Ken je de betekenis van de delen in vetgedrukt?
Leonor: Pai ik heb morgen op school een toets over tegenovergestelde woorden.
Pai: Tegenovergestelde woorden?
L: Woorden als goed en slecht, longo en kort, goedkoop en caro, juist en errado, dia en noite... Wil je me helpen studeren?
P: Claro que sim!
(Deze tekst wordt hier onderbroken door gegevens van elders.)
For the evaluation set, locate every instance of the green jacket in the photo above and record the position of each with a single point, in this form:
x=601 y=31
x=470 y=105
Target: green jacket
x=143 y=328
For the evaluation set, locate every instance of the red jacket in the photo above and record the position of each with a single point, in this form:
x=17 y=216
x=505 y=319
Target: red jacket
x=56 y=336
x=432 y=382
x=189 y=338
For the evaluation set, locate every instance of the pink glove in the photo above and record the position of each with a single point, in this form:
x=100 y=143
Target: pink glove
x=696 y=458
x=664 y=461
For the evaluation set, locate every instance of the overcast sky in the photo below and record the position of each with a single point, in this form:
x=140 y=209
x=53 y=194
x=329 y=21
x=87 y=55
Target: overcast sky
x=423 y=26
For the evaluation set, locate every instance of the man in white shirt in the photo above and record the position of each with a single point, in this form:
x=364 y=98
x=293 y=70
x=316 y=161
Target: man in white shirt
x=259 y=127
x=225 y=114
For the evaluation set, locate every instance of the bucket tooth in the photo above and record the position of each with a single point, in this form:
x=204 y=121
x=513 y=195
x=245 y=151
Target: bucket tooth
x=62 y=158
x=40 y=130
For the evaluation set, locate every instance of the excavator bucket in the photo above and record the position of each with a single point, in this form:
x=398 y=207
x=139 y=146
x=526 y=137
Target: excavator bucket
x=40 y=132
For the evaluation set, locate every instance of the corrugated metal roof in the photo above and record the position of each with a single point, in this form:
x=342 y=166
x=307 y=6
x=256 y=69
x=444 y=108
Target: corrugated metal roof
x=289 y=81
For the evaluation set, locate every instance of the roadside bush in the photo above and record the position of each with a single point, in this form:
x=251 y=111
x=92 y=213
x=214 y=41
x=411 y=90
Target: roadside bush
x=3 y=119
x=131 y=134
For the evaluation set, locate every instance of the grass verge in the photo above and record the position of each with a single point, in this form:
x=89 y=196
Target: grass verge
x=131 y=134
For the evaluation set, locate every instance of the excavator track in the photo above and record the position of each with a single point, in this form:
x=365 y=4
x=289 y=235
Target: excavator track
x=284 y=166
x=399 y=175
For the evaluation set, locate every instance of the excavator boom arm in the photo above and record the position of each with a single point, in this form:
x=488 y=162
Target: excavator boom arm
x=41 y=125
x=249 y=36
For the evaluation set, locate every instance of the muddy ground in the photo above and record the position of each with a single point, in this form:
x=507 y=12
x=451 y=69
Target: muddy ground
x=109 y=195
Laat me denken... Ben je lang?
L: Não Ik ben niet alta. Ik ben baixa. Maar olifanten zijn altos!
P: Dat zijn ze! Zijn olifanten magros?
L: Não, os elefantes zijn niet magros.
L: Os elefantes zijn gordos. En jij bent een beetje gordo...
P: Nee dat ben ik niet!
L: Ik maak maar een grapje! Faz-me mais perguntas, pai!
P: Deixa-me pensar... Is die winkel fechada?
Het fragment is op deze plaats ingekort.